Noting the massive changes that the industry had gone through over the last decade, James Gibbons, president & managing director, Western Pacific, Warner Bros. Discovery said that while there used to be a real emphasis on subscriber growth, and the belief that the market for subscription video-on-demand was infinite, a business without an advertising component was no longer meaningful. A wholesale reassessment of how to assess the growth and value of a company was now needed, he added. Content, it was stressed, was no longer an individual line of business, but represented an entire franchise opportunity that enabled businesses to build a special relationship with their consumers across all touchpoints.

For Donovan Chan, founding partner, Beach House Pictures, sticking to premium programming that was efficiently produced at a high quality to deliver on what audiences wanted and needed was a key part of his strategy to move more content from East to West. Kirana Cheewachuen, deputy director, planning & business development, strategic content group, True Corporation, also added that with Korea leading in script development, there was also a need to attract and develop the right talent in order to discover the secret sauce behind the success of Korean content, and hopefully replicate it in other parts of Asia.

Yet while there was consensus that content was king, it was not an 'either or' situation, it needed to be across content, activation, distribution, and pricing, cautioned Manish Kalra, chief business officer, ZEE5 India.
Ricky Ow, partner, Quest Ventures, argues that as for bundling it was not 'one size fits all' and that there was a need to meet personal consumer demand and at a price point that made sense. There was also the need to solve this problem as a benefit to consumers as well as content providers, for less churn and more sustainability.

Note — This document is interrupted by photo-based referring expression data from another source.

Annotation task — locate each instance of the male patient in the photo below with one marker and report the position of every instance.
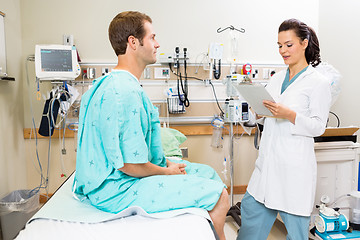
(120, 161)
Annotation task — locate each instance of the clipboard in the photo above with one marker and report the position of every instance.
(254, 94)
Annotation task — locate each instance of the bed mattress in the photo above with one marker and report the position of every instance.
(64, 217)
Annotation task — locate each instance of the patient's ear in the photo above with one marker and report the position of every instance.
(132, 42)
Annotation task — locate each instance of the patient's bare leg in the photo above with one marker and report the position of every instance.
(218, 214)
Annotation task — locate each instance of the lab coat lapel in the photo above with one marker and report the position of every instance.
(308, 71)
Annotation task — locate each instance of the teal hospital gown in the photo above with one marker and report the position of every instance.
(118, 124)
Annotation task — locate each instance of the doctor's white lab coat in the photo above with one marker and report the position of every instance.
(285, 171)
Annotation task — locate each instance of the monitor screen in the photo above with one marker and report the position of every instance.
(56, 62)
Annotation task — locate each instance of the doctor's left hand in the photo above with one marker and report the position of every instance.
(280, 111)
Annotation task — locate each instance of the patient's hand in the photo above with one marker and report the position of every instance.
(175, 168)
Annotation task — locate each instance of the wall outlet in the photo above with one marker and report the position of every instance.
(161, 73)
(104, 71)
(68, 40)
(185, 152)
(255, 73)
(158, 106)
(147, 73)
(266, 73)
(90, 73)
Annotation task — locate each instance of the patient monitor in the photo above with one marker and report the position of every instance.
(56, 62)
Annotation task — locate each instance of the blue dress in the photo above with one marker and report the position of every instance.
(118, 124)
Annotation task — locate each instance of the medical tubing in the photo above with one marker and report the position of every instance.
(217, 102)
(184, 101)
(217, 72)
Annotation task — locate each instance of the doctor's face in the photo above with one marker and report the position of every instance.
(149, 46)
(291, 48)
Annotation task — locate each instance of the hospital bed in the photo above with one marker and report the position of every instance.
(64, 217)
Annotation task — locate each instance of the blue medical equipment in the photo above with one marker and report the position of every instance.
(330, 224)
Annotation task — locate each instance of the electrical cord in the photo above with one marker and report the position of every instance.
(43, 181)
(217, 102)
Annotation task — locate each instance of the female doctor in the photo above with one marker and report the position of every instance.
(284, 179)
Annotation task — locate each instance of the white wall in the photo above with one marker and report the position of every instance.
(12, 149)
(186, 23)
(339, 42)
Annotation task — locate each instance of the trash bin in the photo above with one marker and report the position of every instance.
(15, 210)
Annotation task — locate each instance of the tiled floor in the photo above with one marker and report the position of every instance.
(278, 232)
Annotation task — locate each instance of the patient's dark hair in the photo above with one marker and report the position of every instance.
(302, 31)
(124, 25)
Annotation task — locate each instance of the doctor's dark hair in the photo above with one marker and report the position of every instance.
(302, 31)
(124, 25)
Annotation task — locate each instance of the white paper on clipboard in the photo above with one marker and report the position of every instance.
(254, 94)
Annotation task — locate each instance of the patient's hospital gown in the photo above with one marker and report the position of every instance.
(118, 124)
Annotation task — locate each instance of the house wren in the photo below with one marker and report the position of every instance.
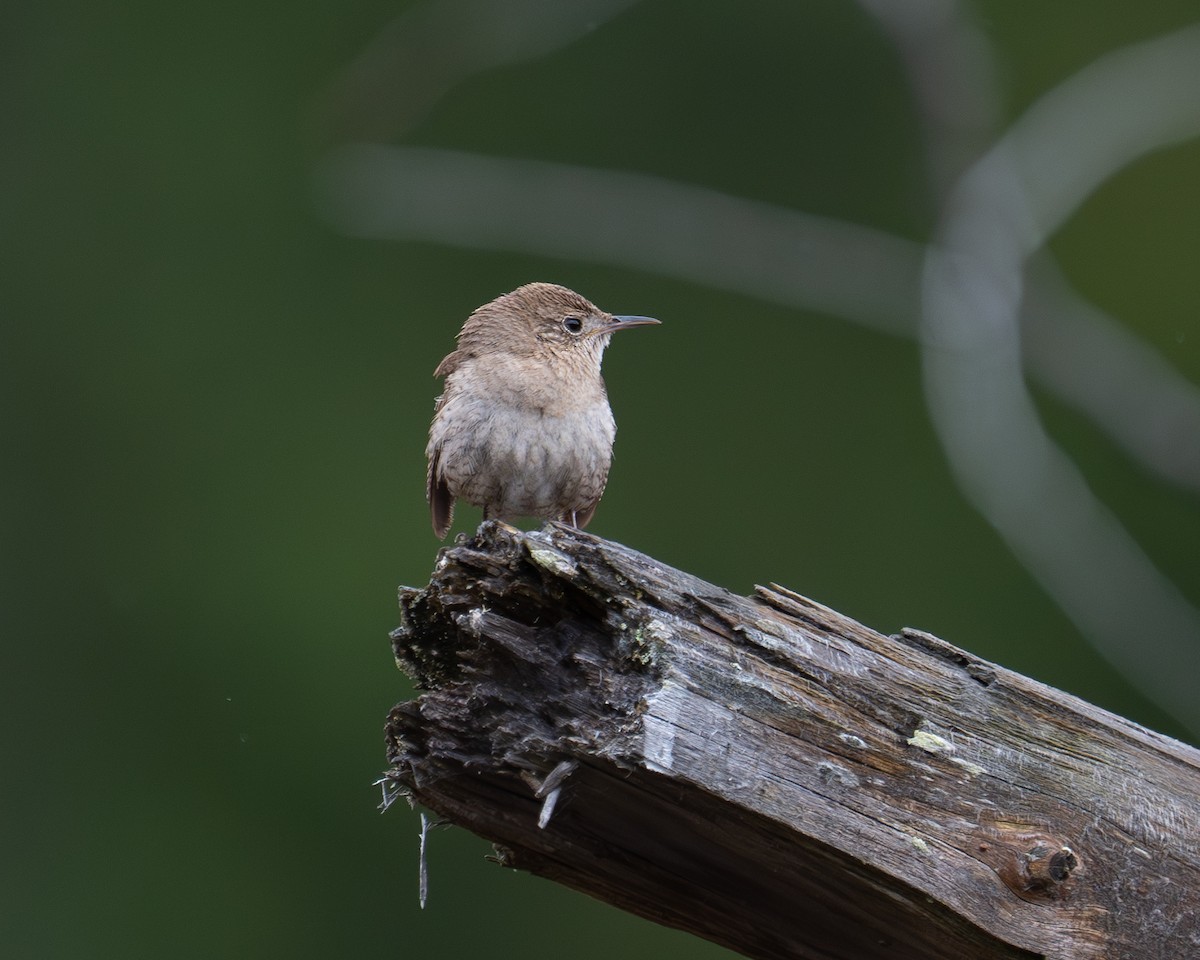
(525, 429)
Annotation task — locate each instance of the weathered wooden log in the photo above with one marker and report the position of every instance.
(778, 778)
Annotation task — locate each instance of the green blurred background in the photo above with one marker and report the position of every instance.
(215, 408)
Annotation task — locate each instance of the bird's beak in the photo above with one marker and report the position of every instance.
(622, 323)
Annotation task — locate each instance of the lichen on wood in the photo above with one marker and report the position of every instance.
(775, 777)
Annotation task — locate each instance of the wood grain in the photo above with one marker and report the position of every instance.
(778, 778)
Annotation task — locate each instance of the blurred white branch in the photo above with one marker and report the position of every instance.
(1000, 213)
(624, 219)
(982, 323)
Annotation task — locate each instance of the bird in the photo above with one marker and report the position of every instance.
(523, 427)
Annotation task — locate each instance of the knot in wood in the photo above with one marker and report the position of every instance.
(1043, 870)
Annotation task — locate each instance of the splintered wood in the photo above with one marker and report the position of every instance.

The summit also stressed that there was “enormous” opportunity for growth in the OTT advertising space, which was currently under-indexed in Asia. While OTT was the natural evolution of TV, Elaine Tan, head of sales, Southeast Asia, International Business Department - Advertising, iQIYI International, felt that OTT was not quite mainstream as yet and there was still a lot of room to grow in the premium space especially with premium Asian content. "If we bring the content that users want, the growth will follow," Tan said, with the advertising dollars following suit as well after.